The brutal abuse of young men doing their compulsory military duty in the police has come out of the closet.

Last weekend, six policemen abandoned their units in southern Gangwon and sent an e-mail to their superiors complaining of physical and emotional abuse by older officers.

And on Tuesday, a 20-year-old conscript to the riot police in Nam District, Incheon, hung himself from a tree outside a wedding hall, not able to stand the abuse anymore. According to the police, the young man surnamed Sim had abandoned his duties and fled the unit twice last May. Sim was diagnosed with an adjustment disorder by a hospital and was given a leave of absence for six months. Sim was supposed to return to his unit the day he committed suicide.

At Sim’s mourning altar Wednesday, the JoongAng Ilbo met Gu Ja-nam, 49, whose son was in the same police unit as Sim.

Gu said his son was at home weeping alone in his room, and he asked his father to visit the altar in his place.

Gu’s son was subjected to the same abuse as Sim. Gu recalled his first reunion with his son last August after he had been dispatched to the unit.

“He was shivering like a dog pummeled by a bat,” Gu said. His son had earlier dreamt of being a policeman, but when he met his son last August, he was weeping and told the father to throw away all food he had prepared for the reunion.

Realizing something was wrong, the father requested a meeting with the commander of the police station. He admitted that the son had been beaten by his superiors since his first day of duty. His son had been kicked, slapped and punched for three days in a row. His eardrum was injured.
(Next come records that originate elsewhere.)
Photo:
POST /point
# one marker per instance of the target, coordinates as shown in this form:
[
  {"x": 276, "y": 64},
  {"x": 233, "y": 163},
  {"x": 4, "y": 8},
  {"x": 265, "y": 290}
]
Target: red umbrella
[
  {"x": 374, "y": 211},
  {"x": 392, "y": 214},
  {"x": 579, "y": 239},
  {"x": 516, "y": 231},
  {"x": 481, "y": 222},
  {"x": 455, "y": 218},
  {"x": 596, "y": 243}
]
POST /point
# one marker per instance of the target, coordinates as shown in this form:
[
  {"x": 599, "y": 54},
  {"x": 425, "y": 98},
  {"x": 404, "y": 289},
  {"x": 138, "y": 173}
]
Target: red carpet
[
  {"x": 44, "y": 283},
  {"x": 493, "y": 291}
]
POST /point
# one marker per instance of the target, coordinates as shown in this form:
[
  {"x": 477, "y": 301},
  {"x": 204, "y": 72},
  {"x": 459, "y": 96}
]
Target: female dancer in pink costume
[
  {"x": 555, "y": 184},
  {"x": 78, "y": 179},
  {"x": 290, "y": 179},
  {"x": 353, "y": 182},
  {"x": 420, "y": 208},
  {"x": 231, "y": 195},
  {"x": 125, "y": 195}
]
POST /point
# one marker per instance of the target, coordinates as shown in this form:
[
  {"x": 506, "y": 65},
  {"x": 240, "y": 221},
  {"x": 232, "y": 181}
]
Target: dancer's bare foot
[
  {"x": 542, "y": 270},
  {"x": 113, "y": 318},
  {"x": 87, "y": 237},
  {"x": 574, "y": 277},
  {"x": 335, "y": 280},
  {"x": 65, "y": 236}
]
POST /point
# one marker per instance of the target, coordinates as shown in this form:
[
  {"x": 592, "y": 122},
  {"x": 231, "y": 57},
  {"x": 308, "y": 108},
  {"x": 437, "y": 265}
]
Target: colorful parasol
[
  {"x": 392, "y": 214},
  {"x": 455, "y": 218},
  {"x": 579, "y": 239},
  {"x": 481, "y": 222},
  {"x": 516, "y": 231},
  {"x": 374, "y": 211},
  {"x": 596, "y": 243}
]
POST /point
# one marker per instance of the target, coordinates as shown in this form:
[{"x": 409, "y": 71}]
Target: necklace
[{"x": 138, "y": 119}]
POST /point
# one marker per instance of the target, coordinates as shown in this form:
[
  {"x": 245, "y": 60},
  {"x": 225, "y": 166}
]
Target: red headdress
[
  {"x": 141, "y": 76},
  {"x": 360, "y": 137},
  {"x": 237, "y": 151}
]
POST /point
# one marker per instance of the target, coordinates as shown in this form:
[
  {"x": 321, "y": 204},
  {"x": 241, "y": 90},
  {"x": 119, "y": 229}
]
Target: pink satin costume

So, too, was the hand he used to block the physical attacks.

After the meeting, his son was sent to another team, but the older policemen on the team started to exclude him, swear at him and give him too much work.

The son has been receiving therapy since September. Gu said his son hasn’t been able to walk well or have a long conversation with his parents since the abuse.

Faced with rising criticism of violence in police stations, the National Police Agency yesterday ordered junior policemen in 117 units in Seoul, Gyeonggi, Incheon, South Chungcheong and Daejeon to write confidential reports about their experiences of abuse by their seniors.

Out of 2,334, 191 policemen said they have been assaulted by their superiors.

Sixty-nine of the victims said they had been hit or punched, and the remaining 122 said they had been abused verbally or in other ways.

A junior riot policeman said he has been sexually abused, claiming his senior “put his body to him and made some sexual moves.”

Another officer said a senior slapped his face because “he snores at night.”